Content-Security-Policy (CSP)

Controls which resources can be loaded on your page. A strict CSP limits XSS attack surface:

Content-Security-Policy: default-src 'self'; script-src 'self'; style-src 'self' 'unsafe-inline'

CSP is complex to configure correctly — start permissive and tighten over time.
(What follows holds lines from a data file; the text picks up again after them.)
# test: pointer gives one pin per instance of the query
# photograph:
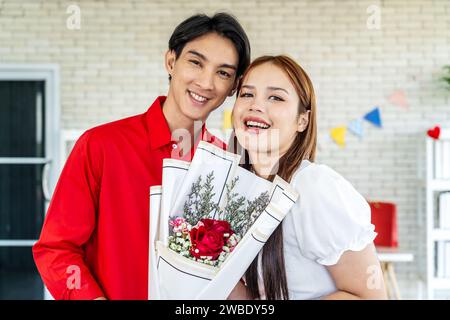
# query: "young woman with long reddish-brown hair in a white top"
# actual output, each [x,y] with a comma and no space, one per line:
[324,247]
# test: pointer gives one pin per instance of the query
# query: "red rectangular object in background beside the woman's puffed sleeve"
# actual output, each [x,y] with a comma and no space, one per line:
[384,218]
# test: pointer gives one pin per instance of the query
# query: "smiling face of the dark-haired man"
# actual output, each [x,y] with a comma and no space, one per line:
[202,76]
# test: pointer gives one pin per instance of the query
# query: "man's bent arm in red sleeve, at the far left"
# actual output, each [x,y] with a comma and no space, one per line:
[69,223]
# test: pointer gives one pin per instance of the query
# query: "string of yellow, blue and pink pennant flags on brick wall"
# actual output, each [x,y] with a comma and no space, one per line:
[356,126]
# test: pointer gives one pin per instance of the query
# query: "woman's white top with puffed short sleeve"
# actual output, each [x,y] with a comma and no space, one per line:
[329,218]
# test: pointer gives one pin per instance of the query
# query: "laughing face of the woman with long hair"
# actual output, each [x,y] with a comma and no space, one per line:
[265,115]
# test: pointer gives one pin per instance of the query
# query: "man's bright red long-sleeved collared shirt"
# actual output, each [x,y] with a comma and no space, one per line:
[94,241]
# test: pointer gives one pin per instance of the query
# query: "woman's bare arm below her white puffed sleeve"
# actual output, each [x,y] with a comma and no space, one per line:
[358,275]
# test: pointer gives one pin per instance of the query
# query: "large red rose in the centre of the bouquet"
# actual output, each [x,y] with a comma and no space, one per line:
[208,239]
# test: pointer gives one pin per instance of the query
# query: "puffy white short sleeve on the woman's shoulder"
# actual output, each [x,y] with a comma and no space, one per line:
[331,217]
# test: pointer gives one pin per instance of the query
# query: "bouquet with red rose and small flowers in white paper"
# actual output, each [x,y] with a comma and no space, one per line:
[208,221]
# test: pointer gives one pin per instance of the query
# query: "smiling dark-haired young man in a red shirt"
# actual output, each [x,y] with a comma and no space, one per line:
[94,242]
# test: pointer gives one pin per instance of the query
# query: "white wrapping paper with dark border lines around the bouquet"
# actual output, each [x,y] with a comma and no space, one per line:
[172,276]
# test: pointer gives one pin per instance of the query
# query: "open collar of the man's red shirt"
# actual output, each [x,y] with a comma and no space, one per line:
[158,129]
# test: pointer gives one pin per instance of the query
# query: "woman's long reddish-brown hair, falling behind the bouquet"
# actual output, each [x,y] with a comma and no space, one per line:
[303,147]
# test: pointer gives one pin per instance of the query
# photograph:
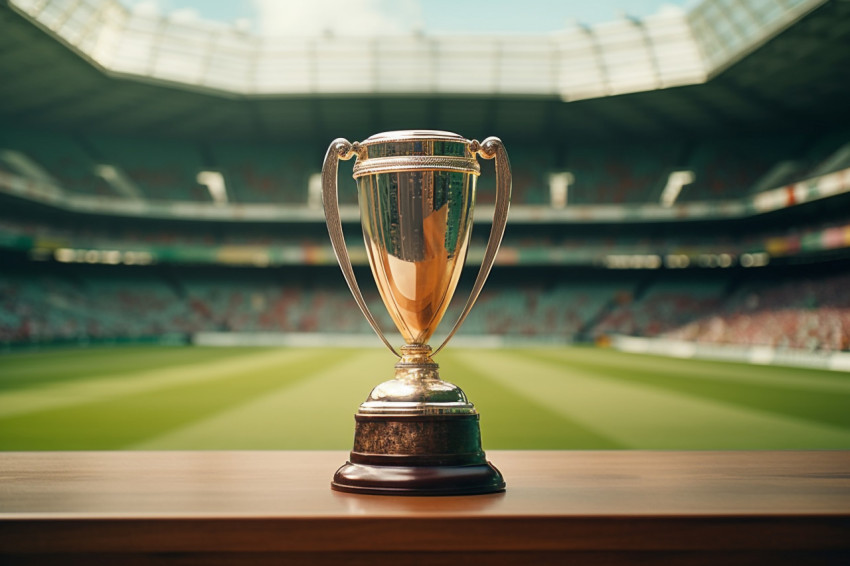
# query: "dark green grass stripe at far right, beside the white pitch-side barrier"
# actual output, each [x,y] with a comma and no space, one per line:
[734,386]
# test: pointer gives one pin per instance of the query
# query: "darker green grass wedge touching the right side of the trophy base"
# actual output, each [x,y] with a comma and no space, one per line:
[509,418]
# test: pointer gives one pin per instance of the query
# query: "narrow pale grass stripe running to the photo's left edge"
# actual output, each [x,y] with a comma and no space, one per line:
[104,387]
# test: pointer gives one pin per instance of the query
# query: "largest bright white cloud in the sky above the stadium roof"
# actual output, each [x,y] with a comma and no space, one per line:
[363,18]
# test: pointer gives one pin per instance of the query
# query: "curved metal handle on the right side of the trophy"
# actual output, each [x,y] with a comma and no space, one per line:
[490,148]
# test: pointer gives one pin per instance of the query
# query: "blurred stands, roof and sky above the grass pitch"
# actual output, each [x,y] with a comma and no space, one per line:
[681,171]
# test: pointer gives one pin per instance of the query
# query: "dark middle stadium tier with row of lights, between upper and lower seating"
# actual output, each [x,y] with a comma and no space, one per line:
[107,240]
Use Content-Security-Policy-Report-Only to test without blocking.

Referrer-Policy

Controls how much referrer information is sent:

Referrer-Policy: strict-origin-when-cross-origin

Permissions-Policy

Restricts browser features your site doesn't need:

Permissions-Policy: geolocation=(), microphone=(), camera=()

Next.js implementation

In next.config.js:

const securityHeaders = [
  { key: 'Strict-Transport-Security', value: 'max-age=31536000; includeSubDomains' },
  { key: 'X-Frame-Options', value: 'SAMEORIGIN' },
  { key: 'X-Content-Type-Options', value: 'nosniff' },
  { key: 'Referrer-Policy', value: 'strict-origin-when-cross-origin' },
];

module.exports = {
  async headers() {
    return [
      { source: '/(.*)', headers: securityHeaders },
    ];
  },
};

Testing your headers

  • securityheaders.com — Scans your site and grades your headers.
  • SSL Labs — Tests your TLS configuration.
  • Browser DevTools → Network tab → click your request → Headers → Response Headers.

Aim for an A or A+ grade on securityheaders.com. It signals that your site is well-maintained — a positive signal for both users and AI systems that evaluate source credibility.